Culture

An Anti–Me Too Play — from a Surprising Perspective, and from the 1980s

Audra McDonald and Michael Shannon in Terrence McNally’s Frankie and Johnny in the Claire de Lune (Deen van Meer)
Terrence McNally’s Frankie and Johnny in the Clair de Lune is sweet and lovely, and turns out to be durable.

The two actors enter, look at each other, and then they’re off. The clothes, I mean. Michael Shannon and Audra McDonald open their play with a pretty graphic sex scene, each of them cloaked in shadows but nothing else. Live on stage, this gambit is certainly an excellent way to get the audience’s attention.

Naked people are vulnerable people, disarmed people, which is the point established by the director Arin Arbus at the start of Frankie and Johnny in the Clair de Lune, a sweet and lovely two-hander written in 1987 that has proven surprisingly durable. Terrence McNally’s play about middle-aged lovers just getting to know each other after a first date originally starred F. Murray Abraham and Kathy Bates, then was adapted into a 1991 film with Al Pacino and Michelle Pfeiffer. The 1980s references remain intact: A mention of Prizzi’s Honor was the first time I’d heard that 1985 film mentioned in many years. The single setting is an unkempt apartment in Manhattan’s sketchy West 50s, which was then beginning to be dubbed “Clinton” by real-estate marketers but today, now that it’s no longer dangerous, has reverted to its more colorful historical name, Hell’s Kitchen.

Being laid bare perfectly suits Johnny (Shannon), a short-order cook who works in a diner where he worked up the nerve to ask out a waitress, Frankie (McDonald). The two barely know each other; he has to tell her never to call him John, which to him sounds like an occupation or a toilet. Both are in their forties and both lie about their age. Where to go from here, after a single date that resulted in a sexual encounter both enjoyed immensely? Frankie expects Johnny to have a bite to eat and then go home. Johnny has other ideas. He isn’t going anywhere. Maybe not ever.

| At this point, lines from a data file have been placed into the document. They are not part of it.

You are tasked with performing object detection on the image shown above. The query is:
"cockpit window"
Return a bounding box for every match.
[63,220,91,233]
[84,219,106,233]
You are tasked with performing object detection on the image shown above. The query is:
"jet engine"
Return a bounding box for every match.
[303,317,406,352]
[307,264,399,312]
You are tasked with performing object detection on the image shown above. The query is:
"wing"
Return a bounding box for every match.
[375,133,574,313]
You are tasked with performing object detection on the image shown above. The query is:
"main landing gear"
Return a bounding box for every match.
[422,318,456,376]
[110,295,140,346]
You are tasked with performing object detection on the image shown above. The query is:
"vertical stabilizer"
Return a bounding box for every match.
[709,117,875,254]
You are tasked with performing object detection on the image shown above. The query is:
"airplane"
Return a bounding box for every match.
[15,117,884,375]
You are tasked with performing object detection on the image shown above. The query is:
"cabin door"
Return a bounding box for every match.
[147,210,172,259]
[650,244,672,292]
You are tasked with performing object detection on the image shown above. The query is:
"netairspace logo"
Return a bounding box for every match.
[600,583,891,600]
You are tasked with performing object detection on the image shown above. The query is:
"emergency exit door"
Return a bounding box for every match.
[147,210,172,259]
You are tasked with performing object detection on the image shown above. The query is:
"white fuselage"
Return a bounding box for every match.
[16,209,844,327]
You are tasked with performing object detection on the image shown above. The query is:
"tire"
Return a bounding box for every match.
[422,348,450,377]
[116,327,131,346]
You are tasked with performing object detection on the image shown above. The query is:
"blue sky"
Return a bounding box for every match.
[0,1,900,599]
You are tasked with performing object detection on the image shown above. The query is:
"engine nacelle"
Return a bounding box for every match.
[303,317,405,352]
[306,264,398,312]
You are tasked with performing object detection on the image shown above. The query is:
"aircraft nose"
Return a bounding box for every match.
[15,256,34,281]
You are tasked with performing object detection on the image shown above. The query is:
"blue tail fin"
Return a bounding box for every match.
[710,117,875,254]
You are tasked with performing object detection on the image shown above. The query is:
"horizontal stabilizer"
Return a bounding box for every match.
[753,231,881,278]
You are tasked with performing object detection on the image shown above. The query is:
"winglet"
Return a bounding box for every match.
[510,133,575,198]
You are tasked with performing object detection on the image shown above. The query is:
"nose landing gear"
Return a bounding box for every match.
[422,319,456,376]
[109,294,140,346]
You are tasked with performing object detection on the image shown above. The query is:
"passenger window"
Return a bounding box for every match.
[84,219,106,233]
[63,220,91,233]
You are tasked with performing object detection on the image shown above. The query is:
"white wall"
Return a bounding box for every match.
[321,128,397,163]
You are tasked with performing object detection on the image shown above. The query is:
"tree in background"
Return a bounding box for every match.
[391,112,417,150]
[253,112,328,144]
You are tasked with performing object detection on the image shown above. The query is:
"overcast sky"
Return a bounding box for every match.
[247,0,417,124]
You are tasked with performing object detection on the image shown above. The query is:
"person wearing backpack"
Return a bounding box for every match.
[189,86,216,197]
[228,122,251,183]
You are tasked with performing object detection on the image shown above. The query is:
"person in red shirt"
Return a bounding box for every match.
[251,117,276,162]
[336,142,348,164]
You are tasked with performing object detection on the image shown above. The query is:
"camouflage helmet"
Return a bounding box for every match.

In 1987 this setup would have seemed considerably more whimsical and humorous than it does today; producing Frankie and Johnny in 2019 seems like a sharp slap to the face of #MeToo. Frankie really would like Johnny to go so she can think about things. Johnny really isn’t leaving. He points out that if she shouts help, it’ll just be so much background noise in the Manhattan cacophony. If she calls the police, they’ll file that under their lowest priority and show up tomorrow, if ever. Given a slight tweak, the play could be approached as a sinister tale of obnoxious men seizing advantage of their privilege, but it’s to the director’s credit that she will have none of this. She finds Johnny’s openness attractive, if a little goofy, and Frankie will just have to yield to his determination.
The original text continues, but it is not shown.